Le professeur genevois Denis Genequand, archéologue notamment spécialiste du Moyen-Orient, a été choisi pour diriger le Musée romain d'Avenches. Il arrive à l'heure où le futur musée se dessine sur le site.

Site archéologique d'importance nationale, Avenches attend un nouveau musée depuis des années. Un plan d'affectation cantonal est en route.
Site archéologique d'importance nationale, Avenches attend un nouveau musée depuis des années. Un plan d'affectation cantonal est en route.
Keystone

Le nouveau directeur du plus ancien musée d’archéologie du canton et du site de l’antique capitale des Helvètes est connu. Suite au départ annoncé de Marie-France Meylan Krause, c’est l’archéologue Denis Genequand qui prendra les rênes de l’institution, a annoncé mardi le Canton.

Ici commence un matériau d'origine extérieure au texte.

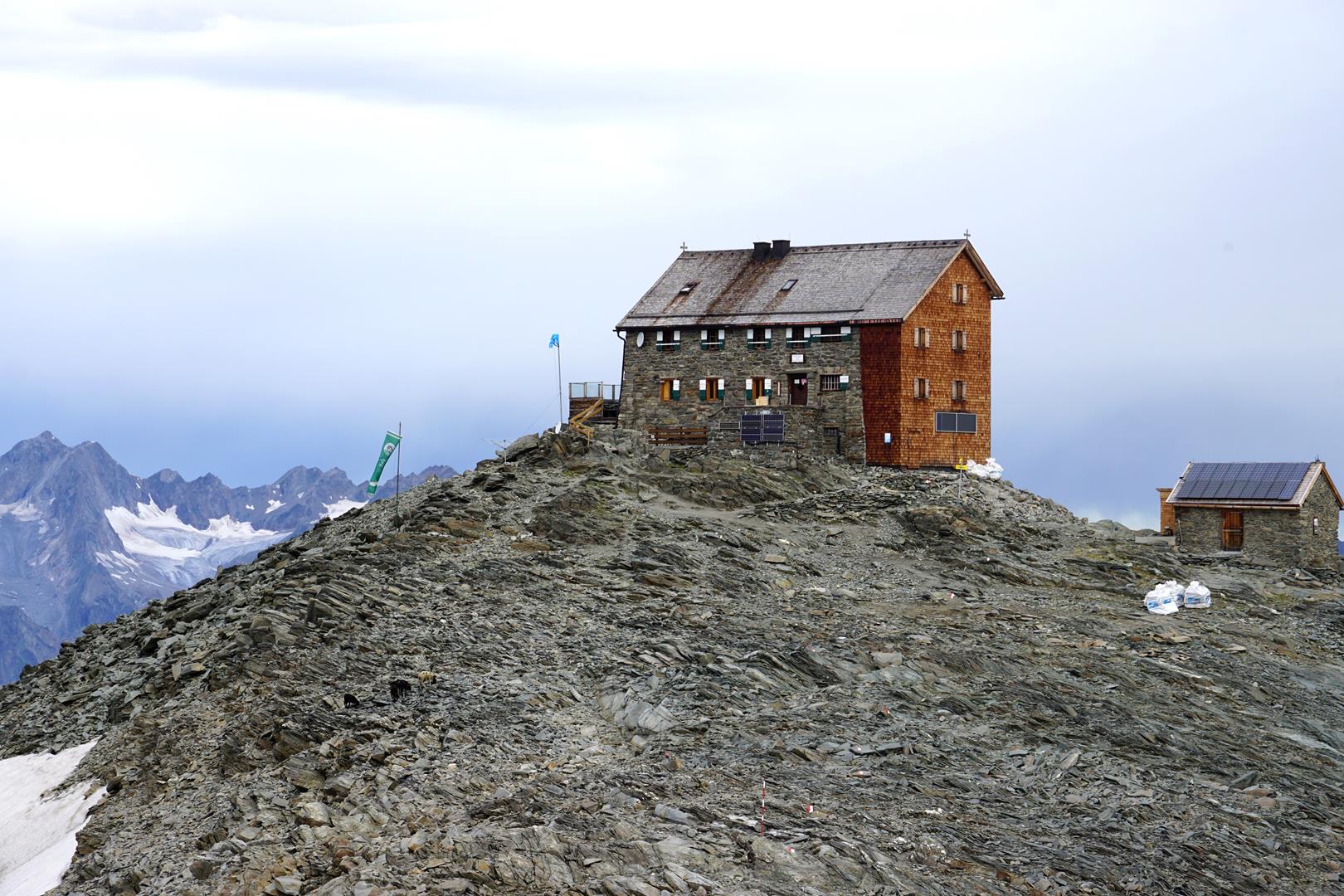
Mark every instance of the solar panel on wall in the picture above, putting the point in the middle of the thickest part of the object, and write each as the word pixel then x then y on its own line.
pixel 1242 481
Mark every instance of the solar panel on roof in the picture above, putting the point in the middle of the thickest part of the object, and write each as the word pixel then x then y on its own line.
pixel 1242 481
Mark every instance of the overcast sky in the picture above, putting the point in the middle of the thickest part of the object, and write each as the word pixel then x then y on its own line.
pixel 236 236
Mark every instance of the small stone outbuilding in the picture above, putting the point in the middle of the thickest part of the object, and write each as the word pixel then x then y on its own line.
pixel 1283 514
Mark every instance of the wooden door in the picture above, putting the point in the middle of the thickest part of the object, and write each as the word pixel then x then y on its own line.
pixel 1231 529
pixel 797 388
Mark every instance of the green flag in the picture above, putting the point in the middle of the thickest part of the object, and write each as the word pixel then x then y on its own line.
pixel 390 444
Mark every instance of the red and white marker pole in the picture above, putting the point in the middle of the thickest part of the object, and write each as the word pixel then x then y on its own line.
pixel 762 806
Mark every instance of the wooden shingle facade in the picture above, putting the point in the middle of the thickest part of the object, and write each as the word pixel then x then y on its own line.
pixel 879 353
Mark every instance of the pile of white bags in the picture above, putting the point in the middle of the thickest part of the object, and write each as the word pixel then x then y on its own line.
pixel 1198 596
pixel 986 470
pixel 1172 596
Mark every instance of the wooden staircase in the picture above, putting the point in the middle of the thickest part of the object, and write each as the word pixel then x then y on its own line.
pixel 580 421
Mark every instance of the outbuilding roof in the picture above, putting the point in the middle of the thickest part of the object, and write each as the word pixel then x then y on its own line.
pixel 859 282
pixel 1249 485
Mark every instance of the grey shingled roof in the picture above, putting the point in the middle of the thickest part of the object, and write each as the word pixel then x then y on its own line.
pixel 836 284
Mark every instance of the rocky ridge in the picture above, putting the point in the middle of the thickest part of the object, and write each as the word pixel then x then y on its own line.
pixel 938 694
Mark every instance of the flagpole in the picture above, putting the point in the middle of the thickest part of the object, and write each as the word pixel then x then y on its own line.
pixel 559 388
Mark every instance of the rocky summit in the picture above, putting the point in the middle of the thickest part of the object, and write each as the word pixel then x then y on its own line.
pixel 626 672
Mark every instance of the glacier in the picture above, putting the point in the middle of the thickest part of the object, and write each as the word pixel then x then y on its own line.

L’archéologue formé entre Lausanne, Genève et Paris (Panthéon-Sorbonne), spécialiste du Proche-Orient et notamment de l’Antiquité tardive et de l’archéologie islamique, entrera en fonction le 1er avril prochain. Directeur de plusieurs fouilles en Suisse romande puis au Ghana, en Syrie et en Jordanie, il est actuellement chargé de cours à l’Université de Genève et responsable de l’archéologie gallo-romaine au service cantonal de ce bout du lac.

Un plan pour le musée

L’archéologue genevois arrive au moment où le futur musée avenchois est en cours d’élaboration, via un plan d’affectation cantonal. Une étape préalable durant laquelle les besoins du site, dont ceux exprimés par le nouveau directeur, doivent être pris en compte. Prévu et intégré dans le paysage avenchois près du théâtre antique, ce musée devra définir une muséographie des autres sites romains vaudois et travailler de concert avec les autres institutions. Un défi qui s’ajoute aux activités de recherche scientifiques, de conservation des monuments et de restauration des artefacts, menées par les archéologues avenchois. Selon la cheffe des affaires culturelles, Nicole Minder, le dossier du nouveau directeur a séduit par son ancrage à la fois romand et international, une sensibilité aux monuments et à la conduite de projets scientifiques de qualité. «Il sera précieux pour définir un programme qui insère Avenches dans le contexte qui était le sien», précise Nicole Minder. Le petit monde de l’archéologie vaudoise a appris la nouvelle avec bonheur. Les professionnels saluent un profil de qualité, quoique peu proche du site d’Avenches, ainsi que son rôle crucial à l’heure où les musées vaudois disposent de bases pour leur évolution prochaine. Un défi.